We are told that these challenges to abortion providers are not meant as challenges to abortion rights. Rather, they are about improving services and enhancing the standard of care – even about protecting women. However, undermining confidence in doctors has long been a tactic of those seeking further restrictions to legal abortion. Bills introduced by MPs James White and John Corrie, in 1975 and 1979 respectively, attempted to amend the Abortion Act so that abortions could only be carried out if the pregnancy posed a ‘grave’ risk (rather than simply ‘a risk’) to the health of the pregnant woman – effectively rendering a huge proportion of abortions illegal. The Corrie Bill would also have reduced the time limit for legal abortion, then at 28 weeks’ gestation, to 20 weeks. White and Corrie justified their Bills by painting doctors as unscrupulous profiteers committed to abusing the Act. Both Bills met with trenchant opposition and eventually failed, but attempts to undermine the medical basis of the Abortion Act remained a stalwart feature of anti-choice activity. While the image of the ‘irresponsible’ doctor did for a while fade from public debate as lobbyists instead attempted to depict doctors as ‘victims’ of the Act, it has re-emerged in recent months thanks to the efforts of Nadine Dorries, Andrew Lansley and others.

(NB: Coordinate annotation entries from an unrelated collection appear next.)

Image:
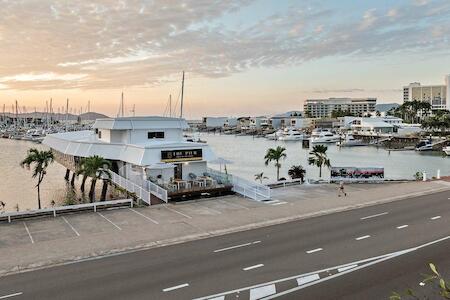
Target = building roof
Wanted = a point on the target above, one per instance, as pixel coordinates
(85, 144)
(151, 122)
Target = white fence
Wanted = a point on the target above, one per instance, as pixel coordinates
(142, 189)
(246, 188)
(64, 209)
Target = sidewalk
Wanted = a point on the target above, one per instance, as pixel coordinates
(50, 241)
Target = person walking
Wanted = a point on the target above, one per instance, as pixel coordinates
(341, 189)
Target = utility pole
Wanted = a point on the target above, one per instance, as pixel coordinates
(182, 97)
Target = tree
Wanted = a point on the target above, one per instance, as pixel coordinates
(41, 160)
(318, 157)
(275, 154)
(260, 177)
(97, 168)
(297, 172)
(82, 171)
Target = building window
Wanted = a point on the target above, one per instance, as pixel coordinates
(156, 135)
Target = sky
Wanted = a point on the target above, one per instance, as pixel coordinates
(241, 57)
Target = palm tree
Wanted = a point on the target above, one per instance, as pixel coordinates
(82, 171)
(97, 168)
(275, 154)
(297, 172)
(41, 160)
(260, 177)
(318, 157)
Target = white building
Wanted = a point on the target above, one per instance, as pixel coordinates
(436, 95)
(322, 108)
(289, 119)
(141, 149)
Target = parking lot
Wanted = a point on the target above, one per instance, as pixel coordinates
(74, 225)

There are good reasons to call for changes to abortion regulation. The Abortion Act has been critiqued by activists on the grounds that it does not allow for abortion ‘on demand’ and therefore does not safeguard women’s right to choose. The requirement for two doctors to agree that an abortion should be carried out infantilises women, and is opposed by the British Medical Association’s Medical Ethics Committee. Similarly, rules governing early medical abortion should be loosened – currently, women must make multiple trips to a clinic in order to take both sets of pills under medical supervision, meaning that many women experience the onset of an abortion as they are still travelling home. These unnecessary restrictions have been made possible by an abortion law which is overly medicalised. There is room to challenge the foundations of the Act from a pro-choice perspective, and pro-choice actors need to claim this terrain back from opponents of legal abortion.